Prima con Johanna, adesso con mia madre. Non avrei mai pensato che avere ospiti potesse mettere così a disagio. Io sto bene, percepisco la speranza farsi strada dentro di me, ma resto sempre e comunque la stessa: una persona solitaria, che ama il silenzio e le cose semplici. Niente interferenze, niente complicazioni.
Non voglio dire che considero  la mamma come un potenziale problema – è più facile che lo sia io per lei – eppure, non mi sento completamente tranquilla con la sua presenza che si aggira per la casa.
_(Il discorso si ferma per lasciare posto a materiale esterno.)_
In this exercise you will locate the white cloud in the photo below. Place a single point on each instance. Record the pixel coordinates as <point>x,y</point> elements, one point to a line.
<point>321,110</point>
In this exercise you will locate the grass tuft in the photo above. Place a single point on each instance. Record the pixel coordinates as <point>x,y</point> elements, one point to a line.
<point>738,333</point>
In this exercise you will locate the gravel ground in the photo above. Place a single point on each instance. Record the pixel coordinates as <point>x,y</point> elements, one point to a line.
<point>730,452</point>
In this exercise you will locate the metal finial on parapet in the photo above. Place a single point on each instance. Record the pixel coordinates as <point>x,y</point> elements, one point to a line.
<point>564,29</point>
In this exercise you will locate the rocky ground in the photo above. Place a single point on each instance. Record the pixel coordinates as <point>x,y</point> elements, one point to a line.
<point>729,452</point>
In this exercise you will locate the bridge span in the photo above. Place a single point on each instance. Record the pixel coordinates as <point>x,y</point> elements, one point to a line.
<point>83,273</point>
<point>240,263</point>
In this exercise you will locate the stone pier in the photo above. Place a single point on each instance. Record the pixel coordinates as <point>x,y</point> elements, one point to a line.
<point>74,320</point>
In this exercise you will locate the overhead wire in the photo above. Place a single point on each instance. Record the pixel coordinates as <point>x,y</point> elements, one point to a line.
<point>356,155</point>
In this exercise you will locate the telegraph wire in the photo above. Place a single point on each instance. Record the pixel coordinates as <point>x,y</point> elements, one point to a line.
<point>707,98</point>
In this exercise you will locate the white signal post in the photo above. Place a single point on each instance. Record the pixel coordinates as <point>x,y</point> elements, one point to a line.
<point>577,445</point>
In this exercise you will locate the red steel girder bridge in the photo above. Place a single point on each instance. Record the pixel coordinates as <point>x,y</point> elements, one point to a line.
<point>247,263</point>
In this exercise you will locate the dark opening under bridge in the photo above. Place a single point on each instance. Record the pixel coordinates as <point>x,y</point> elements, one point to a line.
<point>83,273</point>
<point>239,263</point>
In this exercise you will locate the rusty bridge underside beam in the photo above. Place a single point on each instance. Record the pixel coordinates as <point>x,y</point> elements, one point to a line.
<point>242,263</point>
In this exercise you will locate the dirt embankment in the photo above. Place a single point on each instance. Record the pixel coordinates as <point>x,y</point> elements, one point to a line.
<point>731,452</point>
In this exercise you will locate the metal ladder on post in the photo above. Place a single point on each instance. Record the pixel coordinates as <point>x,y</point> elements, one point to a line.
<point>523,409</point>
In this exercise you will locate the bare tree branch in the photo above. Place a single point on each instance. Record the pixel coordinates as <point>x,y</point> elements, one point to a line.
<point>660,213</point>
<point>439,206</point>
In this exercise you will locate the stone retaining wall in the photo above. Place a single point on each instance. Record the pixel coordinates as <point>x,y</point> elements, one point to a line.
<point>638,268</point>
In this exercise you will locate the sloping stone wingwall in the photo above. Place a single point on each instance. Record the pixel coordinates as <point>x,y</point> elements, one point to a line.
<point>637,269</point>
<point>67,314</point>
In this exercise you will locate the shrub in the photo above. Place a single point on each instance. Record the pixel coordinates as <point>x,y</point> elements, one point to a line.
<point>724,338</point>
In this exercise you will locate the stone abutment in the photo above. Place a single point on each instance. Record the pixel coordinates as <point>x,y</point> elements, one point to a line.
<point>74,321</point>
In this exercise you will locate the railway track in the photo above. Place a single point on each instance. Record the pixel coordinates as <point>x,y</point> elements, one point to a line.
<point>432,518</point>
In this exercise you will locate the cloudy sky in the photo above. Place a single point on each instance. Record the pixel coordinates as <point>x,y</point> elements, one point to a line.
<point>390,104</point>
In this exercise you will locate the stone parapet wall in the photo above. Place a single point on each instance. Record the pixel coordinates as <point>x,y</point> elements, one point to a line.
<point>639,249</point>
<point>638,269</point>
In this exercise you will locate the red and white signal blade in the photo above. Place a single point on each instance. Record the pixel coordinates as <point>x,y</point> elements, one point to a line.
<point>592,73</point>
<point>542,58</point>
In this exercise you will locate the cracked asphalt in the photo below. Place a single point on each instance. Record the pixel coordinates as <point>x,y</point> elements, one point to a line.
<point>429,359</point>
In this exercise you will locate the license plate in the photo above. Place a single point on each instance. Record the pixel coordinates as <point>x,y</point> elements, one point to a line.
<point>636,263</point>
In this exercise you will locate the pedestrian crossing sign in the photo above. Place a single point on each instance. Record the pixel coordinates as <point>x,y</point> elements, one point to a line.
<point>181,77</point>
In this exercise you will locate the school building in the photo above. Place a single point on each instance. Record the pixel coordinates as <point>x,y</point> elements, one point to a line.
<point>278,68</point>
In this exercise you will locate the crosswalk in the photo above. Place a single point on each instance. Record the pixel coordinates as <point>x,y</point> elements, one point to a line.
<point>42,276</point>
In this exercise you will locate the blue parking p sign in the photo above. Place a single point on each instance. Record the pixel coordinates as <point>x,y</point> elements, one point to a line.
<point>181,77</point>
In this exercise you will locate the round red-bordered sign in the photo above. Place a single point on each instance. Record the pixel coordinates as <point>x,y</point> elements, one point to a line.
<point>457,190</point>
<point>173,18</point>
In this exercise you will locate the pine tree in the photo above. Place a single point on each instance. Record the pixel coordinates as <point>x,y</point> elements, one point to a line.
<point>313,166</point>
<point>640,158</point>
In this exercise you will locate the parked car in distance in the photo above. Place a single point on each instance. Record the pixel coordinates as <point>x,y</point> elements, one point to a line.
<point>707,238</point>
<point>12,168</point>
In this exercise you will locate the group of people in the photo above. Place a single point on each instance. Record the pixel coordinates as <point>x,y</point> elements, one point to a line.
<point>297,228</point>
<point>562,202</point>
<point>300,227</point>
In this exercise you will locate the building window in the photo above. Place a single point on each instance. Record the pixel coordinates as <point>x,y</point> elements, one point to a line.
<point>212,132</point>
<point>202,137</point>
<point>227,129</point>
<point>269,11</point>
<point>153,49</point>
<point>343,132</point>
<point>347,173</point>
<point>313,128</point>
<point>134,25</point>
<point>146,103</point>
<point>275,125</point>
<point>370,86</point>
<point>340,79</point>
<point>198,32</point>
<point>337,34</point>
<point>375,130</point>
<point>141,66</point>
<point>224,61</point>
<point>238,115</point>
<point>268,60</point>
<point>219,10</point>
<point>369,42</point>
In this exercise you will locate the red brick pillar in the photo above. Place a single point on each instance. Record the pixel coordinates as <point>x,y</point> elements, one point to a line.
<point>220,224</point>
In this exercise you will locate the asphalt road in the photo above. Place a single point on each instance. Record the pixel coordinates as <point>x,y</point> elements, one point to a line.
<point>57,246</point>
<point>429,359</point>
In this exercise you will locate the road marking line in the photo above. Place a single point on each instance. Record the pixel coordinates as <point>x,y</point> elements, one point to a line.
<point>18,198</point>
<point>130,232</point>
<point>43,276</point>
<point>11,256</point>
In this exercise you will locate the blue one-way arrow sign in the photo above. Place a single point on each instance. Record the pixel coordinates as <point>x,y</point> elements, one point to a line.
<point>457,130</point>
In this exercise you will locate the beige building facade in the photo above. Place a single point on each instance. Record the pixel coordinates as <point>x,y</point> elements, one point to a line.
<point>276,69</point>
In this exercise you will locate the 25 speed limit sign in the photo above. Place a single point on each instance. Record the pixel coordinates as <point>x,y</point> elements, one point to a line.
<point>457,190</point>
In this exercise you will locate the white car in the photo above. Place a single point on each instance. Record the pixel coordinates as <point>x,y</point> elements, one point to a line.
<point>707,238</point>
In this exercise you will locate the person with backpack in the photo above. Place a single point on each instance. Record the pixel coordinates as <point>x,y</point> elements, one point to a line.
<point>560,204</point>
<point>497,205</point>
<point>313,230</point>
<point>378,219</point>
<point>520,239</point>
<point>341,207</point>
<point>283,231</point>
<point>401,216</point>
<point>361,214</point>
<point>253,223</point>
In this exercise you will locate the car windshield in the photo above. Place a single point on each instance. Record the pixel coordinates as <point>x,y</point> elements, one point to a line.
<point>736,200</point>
Io e Peeta siamo andati a prenderla stamattina presto, in stazione. Era già lì, che ci aspettava, chissà da quanto, chissà perchè. Ci è venuta in contro con un debole sorriso, che ho fatto fatica a ricambiare. Al contrario, il mio compagno, l’ha accolta nel migliore dei modi, mostrando un’aria serena e cordiale, tipica della sua personalità.
Ci siamo abbracciate, prima piano, poi, da parte sua, con foga e disperazione. Sono felice di non assomigliare per niente a Prim. Una minima uguaglianza le avrebbe fatto del male, ne sono certa.
Abbiamo camminato per un po’, parlando di tutto e niente, finche non abbiamo raggiunto il Villaggio dei Vincitori, dove un tempo abitava anche lei, insieme a me e a mia sorella. I suoi occhi, nel vedere la casa, si sono persi un momento. Devo ammettere che ho dovuto scuoterla non poco per farla ridestare. Naturalmente si è scusata e, sempre naturalmente, ho fatto finta che non importasse. 
Per ora i contatti tra noi sono stati questi. Nulla di più, nulla di meno.
Adesso che siamo qui, tutti e tre assieme, non ricordo il reale motivo di questa sua visita, ne tanto meno il perche io l’abbia invitata. E’ brutto, come pensiero, ma non posso farci molto, queste situazioni mi pesano parecchio.
E’ troppo presto per mangiare, troppo tardi per tornare a dormire, quindi ce ne stiamo sul divano a discutere di cose, a mio parere,  inutili e dispersive. Fortuna che c’è Peeta a tenere alto il tasso di attenzione. I suoi interventi ravvivano l’atmosfera, rendendola più calda e normale. Riesce a raccontare di tutto, soprattutto quando è sotto pressione e, per quello che intuisco, lo è a livelli abbastanza alti.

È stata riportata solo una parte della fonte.